Es giebt eine Selbstheit in dem Weibe, die mit Edelsinn und Sinn für Schönheit zusammen geht: dieser sucht er wichtig zu werden. Es giebt eine Sympathie, die unter eben dieser Leitung steht; diese sucht er zu interessieren. Endlich sucht er dem Beschauungshange durch solche Bilder seiner Vorzüge zu gefallen, welche der Prüfung des Verstandes und der Vernunft unterworfen werden mögen.

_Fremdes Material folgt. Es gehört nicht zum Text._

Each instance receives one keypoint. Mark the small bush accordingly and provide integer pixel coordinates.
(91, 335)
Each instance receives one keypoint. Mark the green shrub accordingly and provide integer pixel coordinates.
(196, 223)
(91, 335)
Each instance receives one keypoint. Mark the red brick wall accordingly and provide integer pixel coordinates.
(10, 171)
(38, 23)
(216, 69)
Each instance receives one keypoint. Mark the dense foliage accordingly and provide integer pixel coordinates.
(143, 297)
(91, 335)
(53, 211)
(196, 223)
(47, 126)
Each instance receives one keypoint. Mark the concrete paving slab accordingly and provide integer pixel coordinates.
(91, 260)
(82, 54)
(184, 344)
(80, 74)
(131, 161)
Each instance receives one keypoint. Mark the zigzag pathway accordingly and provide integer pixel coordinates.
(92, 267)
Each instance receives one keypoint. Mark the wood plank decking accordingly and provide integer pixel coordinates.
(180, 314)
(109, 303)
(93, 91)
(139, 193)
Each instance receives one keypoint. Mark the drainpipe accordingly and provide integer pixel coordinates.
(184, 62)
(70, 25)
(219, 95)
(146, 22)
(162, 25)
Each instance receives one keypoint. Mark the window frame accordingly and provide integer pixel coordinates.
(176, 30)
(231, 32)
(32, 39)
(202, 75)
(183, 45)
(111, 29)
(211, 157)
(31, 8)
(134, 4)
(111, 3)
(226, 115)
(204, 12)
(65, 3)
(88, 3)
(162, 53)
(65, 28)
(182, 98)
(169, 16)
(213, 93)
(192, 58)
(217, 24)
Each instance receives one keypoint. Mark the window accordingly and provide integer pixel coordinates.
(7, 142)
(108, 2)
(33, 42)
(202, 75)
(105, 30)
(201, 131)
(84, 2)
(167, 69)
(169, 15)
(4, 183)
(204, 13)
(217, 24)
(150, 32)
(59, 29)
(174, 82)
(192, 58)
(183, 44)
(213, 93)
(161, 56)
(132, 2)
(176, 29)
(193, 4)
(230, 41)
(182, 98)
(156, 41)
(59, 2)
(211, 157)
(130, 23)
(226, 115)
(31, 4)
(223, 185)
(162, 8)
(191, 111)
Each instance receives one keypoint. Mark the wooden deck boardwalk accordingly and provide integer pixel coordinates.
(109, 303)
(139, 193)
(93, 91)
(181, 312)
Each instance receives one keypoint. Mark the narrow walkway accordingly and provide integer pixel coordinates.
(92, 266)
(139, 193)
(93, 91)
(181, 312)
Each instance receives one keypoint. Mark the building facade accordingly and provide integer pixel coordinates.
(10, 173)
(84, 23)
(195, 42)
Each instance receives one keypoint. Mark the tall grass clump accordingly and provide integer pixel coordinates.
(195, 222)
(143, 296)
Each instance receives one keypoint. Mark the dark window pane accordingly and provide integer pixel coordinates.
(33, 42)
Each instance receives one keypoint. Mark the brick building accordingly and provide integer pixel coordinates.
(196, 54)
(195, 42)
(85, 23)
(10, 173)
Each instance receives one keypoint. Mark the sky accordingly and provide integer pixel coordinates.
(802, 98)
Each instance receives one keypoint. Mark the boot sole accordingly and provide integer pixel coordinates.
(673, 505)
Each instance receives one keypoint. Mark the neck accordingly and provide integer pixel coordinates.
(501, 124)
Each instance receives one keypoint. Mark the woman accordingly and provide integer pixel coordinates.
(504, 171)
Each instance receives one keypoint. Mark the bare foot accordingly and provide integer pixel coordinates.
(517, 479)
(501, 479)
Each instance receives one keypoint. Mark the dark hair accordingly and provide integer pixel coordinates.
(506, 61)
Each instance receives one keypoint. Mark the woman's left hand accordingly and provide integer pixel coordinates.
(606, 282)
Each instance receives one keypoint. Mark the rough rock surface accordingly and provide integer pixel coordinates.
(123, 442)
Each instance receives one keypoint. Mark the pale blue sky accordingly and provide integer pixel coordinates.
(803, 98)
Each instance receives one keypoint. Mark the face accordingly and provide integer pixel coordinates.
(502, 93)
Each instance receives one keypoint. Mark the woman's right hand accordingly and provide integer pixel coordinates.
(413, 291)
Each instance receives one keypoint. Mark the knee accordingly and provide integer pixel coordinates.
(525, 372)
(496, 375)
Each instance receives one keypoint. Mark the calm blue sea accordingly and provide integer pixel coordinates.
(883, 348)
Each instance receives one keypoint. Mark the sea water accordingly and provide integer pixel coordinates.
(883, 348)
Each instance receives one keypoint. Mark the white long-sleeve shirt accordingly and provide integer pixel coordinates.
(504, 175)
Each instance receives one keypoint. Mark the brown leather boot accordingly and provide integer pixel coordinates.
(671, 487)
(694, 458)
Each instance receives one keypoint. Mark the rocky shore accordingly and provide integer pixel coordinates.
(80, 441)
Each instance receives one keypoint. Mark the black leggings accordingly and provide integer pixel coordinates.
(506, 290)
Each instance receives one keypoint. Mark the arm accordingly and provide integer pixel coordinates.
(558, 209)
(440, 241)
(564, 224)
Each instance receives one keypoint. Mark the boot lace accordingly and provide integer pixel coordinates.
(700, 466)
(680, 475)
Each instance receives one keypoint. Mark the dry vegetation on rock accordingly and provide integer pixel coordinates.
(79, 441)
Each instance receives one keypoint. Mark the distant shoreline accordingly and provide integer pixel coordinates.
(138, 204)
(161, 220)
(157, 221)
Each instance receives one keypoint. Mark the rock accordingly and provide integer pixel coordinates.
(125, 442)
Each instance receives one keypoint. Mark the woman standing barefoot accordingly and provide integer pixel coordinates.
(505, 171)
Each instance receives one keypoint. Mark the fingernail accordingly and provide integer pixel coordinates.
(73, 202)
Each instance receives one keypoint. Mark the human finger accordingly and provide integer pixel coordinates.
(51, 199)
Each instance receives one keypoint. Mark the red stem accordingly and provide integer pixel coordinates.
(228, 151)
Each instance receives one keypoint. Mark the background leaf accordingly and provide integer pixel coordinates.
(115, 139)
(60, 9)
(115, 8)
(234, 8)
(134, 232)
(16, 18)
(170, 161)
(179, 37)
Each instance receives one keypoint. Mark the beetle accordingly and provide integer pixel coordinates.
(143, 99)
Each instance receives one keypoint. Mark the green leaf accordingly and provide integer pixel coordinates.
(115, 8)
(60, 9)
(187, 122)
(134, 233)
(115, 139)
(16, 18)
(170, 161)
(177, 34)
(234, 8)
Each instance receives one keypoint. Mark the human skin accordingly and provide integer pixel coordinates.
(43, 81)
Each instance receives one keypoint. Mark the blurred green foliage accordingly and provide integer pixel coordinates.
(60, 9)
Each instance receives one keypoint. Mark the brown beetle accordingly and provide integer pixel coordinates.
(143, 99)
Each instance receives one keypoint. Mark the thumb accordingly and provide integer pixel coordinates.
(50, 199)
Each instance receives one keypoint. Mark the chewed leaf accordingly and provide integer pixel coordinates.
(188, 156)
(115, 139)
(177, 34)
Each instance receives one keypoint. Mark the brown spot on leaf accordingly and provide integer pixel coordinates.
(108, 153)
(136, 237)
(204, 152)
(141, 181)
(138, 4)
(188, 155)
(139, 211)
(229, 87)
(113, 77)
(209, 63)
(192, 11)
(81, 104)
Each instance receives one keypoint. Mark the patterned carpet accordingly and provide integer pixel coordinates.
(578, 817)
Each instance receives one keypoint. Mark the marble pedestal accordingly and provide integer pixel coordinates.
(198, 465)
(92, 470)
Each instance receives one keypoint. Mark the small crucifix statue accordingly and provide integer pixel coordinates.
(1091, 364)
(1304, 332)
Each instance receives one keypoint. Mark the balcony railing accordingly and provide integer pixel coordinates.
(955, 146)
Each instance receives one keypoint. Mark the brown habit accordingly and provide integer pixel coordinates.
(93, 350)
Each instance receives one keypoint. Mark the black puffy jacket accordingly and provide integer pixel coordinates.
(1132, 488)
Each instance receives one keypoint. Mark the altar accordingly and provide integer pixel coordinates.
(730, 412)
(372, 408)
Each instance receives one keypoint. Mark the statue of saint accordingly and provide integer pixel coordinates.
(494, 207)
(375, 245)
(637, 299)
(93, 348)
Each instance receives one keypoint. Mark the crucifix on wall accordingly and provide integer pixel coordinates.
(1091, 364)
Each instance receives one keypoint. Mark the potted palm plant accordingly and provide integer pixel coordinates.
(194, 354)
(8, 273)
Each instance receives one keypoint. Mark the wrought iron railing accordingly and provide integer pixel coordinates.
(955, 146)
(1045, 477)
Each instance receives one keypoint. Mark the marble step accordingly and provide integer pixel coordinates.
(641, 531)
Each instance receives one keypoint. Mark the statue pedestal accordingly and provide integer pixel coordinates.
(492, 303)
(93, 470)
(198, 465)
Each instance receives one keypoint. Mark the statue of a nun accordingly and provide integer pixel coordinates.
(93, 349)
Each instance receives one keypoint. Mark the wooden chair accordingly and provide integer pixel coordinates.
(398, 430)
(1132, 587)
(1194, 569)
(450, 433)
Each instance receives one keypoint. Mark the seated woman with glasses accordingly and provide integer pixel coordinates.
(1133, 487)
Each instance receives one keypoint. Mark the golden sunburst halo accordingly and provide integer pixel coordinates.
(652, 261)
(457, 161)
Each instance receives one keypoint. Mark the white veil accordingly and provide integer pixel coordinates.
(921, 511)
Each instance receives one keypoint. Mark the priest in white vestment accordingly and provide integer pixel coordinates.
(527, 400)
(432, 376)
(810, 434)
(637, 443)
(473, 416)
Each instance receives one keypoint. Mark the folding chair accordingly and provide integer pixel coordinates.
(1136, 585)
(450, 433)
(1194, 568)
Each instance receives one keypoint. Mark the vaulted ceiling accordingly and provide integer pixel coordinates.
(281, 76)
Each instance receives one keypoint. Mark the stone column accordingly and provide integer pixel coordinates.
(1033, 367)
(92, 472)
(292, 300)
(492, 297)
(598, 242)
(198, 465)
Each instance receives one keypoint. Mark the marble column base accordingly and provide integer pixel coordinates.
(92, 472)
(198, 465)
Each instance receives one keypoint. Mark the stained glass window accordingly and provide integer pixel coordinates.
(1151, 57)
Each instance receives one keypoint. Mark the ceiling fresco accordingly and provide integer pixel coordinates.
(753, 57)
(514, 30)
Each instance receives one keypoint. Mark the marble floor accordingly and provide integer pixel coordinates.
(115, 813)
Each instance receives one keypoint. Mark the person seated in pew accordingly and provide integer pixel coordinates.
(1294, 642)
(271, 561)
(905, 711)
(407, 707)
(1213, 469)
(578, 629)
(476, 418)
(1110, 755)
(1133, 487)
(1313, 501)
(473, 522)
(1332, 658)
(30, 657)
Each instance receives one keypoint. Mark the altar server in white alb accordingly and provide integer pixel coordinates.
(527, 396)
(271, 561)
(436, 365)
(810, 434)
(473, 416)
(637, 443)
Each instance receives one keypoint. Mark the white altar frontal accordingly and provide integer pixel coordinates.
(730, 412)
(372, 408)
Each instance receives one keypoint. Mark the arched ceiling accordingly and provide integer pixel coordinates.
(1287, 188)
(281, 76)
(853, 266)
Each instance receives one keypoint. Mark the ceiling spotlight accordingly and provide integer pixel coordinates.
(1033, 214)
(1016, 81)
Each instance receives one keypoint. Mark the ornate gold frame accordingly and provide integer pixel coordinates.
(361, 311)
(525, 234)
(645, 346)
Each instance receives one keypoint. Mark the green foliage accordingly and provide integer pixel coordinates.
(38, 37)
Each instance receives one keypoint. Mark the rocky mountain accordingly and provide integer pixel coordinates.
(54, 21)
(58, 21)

Warum soll der edelste Mann, der einen schönen Körper hat, diesen für einen gleichgültigen Vorzug ansehen, um der Geliebten zu gefallen? Sie ist Mensch und Weib! und der Körper spielt eine große Rolle in der Liebe! Darin liegt nichts Niedriges und nichts Schwaches.
Ich kenne Weiber, die eine Art von Ehre darin suchen, die größte Gleichgültigkeit gegen die Figur der Männer
Basilius von Ramdohr: Venus Urania. Ueber die Natur der Liebe, über ihre Veredelung und Verschönerung/Zweyter Theil. Georg Joachim Göschen, Leipzig 1798, Seite 208. Digitale Volltext-Ausgabe bei Wikisource, URL: https://de.wikisource.org/w/index.php?title=Seite:Ramdohr-Venus_Urania-Band_2.djvu/208&oldid=- (Version vom 1.8.2018)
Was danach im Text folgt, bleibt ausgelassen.